進一步探討TFP變化的來源,將TFP分解為技術效率(TE)和技術進步(TC),分別作為被解釋變量進行回歸,回歸結果如表3。(2)列和(4)列為控制變量情況下制造業服務化與TE、TC的回歸結果。制造業服務化的一次項與TE回歸的系數為負,且在1%水平上顯著,二次項回歸系數為正且在5%水平上顯著,其U型趨勢與模型1回歸結果一致;對TC的回歸結果,一次項為負,二次項為正,但均不顯著,初步說明服務化主要是通過技術效率而非技術進步來影響TFP。加入控制變量后的結果如(3)列和(5)列所示,TE的回歸結果顯著性有所下降,但一次項和二次項的系數未變,整體趨勢仍然呈現U型;TC的回歸結果均不顯著。加入控制變量后的結果進一步驗證的制造業服務化主要是以技術效率來影響TFP的變動,這與本文的H2存在差異。服務化對技術進步的影響不顯著,分析可能是因為企業初期進行服務化轉型時,盲目開展服務業務,導致過多的勞動要素流向服務環節,造成了制造環節的要素缺失,明顯地影響了制造環節的技術更迭進步。
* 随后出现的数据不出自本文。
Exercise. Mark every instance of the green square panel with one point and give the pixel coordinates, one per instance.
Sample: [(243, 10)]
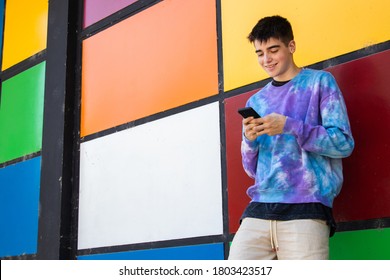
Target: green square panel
[(21, 113), (372, 244)]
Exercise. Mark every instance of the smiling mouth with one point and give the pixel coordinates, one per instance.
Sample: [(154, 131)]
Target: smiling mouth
[(271, 66)]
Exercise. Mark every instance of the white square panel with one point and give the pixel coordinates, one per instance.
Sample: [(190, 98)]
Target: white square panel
[(157, 181)]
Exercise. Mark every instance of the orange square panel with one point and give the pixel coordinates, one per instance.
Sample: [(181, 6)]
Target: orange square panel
[(158, 59)]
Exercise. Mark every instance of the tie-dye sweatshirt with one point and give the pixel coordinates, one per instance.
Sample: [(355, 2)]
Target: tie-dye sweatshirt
[(304, 163)]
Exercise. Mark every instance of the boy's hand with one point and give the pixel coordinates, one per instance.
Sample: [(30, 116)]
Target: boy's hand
[(271, 125)]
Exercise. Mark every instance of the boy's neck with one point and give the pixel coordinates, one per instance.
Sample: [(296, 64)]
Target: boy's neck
[(289, 75)]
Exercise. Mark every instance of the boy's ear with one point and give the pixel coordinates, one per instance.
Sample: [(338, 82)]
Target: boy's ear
[(292, 46)]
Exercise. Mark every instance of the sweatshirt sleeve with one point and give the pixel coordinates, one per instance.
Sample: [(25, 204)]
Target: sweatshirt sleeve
[(249, 152), (333, 138)]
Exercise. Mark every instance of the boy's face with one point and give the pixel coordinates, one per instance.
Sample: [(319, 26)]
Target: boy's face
[(276, 58)]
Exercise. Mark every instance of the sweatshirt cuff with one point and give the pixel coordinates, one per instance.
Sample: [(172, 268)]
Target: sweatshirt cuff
[(248, 144), (292, 126)]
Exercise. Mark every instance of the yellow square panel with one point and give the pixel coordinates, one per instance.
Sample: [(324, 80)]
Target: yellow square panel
[(323, 29), (25, 30)]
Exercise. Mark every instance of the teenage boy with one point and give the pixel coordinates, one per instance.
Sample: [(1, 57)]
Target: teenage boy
[(293, 152)]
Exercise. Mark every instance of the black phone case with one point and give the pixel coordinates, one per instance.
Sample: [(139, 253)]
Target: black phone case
[(248, 112)]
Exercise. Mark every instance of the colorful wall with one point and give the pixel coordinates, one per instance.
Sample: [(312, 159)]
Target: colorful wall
[(120, 137)]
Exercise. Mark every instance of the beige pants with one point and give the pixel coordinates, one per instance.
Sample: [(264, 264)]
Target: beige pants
[(258, 239)]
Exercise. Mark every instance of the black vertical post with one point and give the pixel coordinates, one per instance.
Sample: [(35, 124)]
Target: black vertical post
[(55, 212)]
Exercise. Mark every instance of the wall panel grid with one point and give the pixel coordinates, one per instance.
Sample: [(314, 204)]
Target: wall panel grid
[(144, 163)]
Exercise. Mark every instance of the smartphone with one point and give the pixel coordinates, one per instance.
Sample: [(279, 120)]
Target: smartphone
[(248, 112)]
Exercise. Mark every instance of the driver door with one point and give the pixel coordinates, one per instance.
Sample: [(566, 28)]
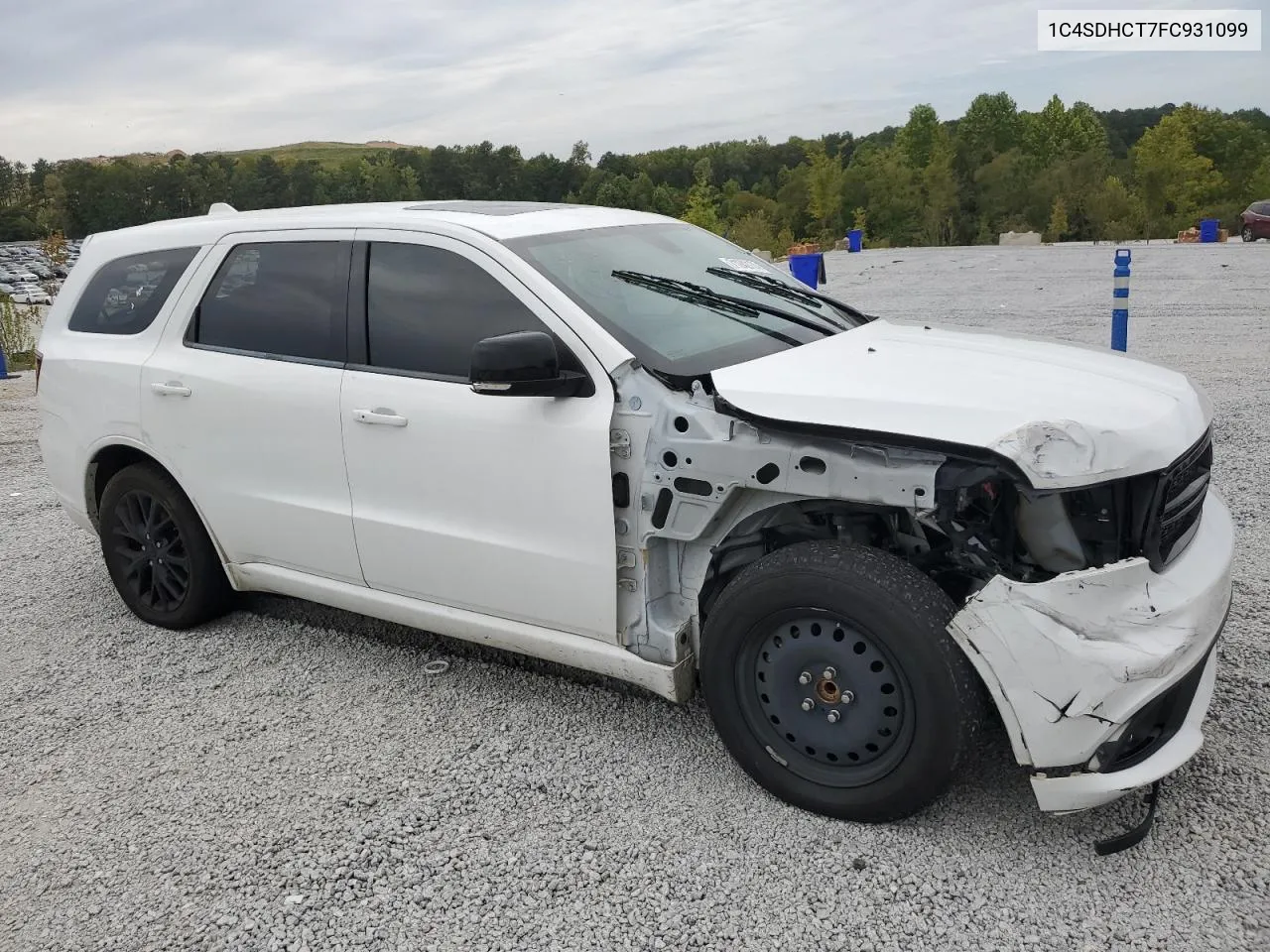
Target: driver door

上文驗證了汽車制造業企業服務化與全要素生產率之間的U型關系,現有文獻對于政府補助與全要素生產率之間的關系尚未形成定論,而關于政府補助在服務化與全要素生產率之間作用的研究則較少。因此本文在基準回歸模型1的基礎上加入政府補助(SUB)以及政府補助與服務化的交互項(SER×SUB),探討政府補助在兩者之間的作用,回歸結果如表4所示。(6)列中顯示政府補助的回歸系數在10%的水平上顯著為負,表明政府補助本身不利于汽車制造業企業全要素生產率水平的提升。從(7)列的回歸結果來看,政府補助的系數在1% 的水平上顯著為負,但服務化與政府補助的交互項的回歸系數在1%的水平上顯著為正。與(6)列相比,各控制變量與TFP的關系沒有發生實質性變化,且交互項系數為正,說明對于汽車制造業企業來說,政府補助能正向調節服務化與全要素生產率的關系,因此H3得到支持,H4不成立。

(三)穩健性檢驗

1.制造業服務化的重新估計

為進一步考察制造業服務化與企業全要素生產率的關系是否穩健,本文改變制造業服務化衡量指標。借鑒Visnjic et al.[21]的研究方法,采用經營范圍分析法作為制造業服務化水平的替代指標。由于國泰安中的經營范圍信息比較簡單,本文利用Python軟件對樣本公司的年報進行爬蟲,爬取年度報告中第三節公司業務概要的第一部分,即報告期內公司從事的主要業務,對經營范圍信息進行適當的補充,并最終統計企業提供各類別服務項目的數量。

重新估計的制造業服務化(SER_NUM)與企業全要素生產率(TFP)及分解(TE、TC)的回歸結果如表5中(8)—(10)列所示。從回歸結果來看,制造業服務化的系數大小雖有變化,但核心解釋變量仍然在5%的水平上顯著,服務化與全要素生產率之間的關系仍然表現為U型關系,并且控制變量都基本保持相對穩定,這一結果在較大程度上證實了相應實證結果的可靠性。

2.企業全要素生產率的重新估計

當前估算企業TFP絕對數量的方法主要有OLS、OP和LP,本文選用LP方法重新估算企業全要素生產率。選擇企業的營業收入代表產出(y)、固定資產凈額代表資本存量(k)、員工人數來表示勞動投入(l),用企業現金流量表中的購買商品接受勞務支付現金這個指標來衡量中間投入(m),并對各指標取對數。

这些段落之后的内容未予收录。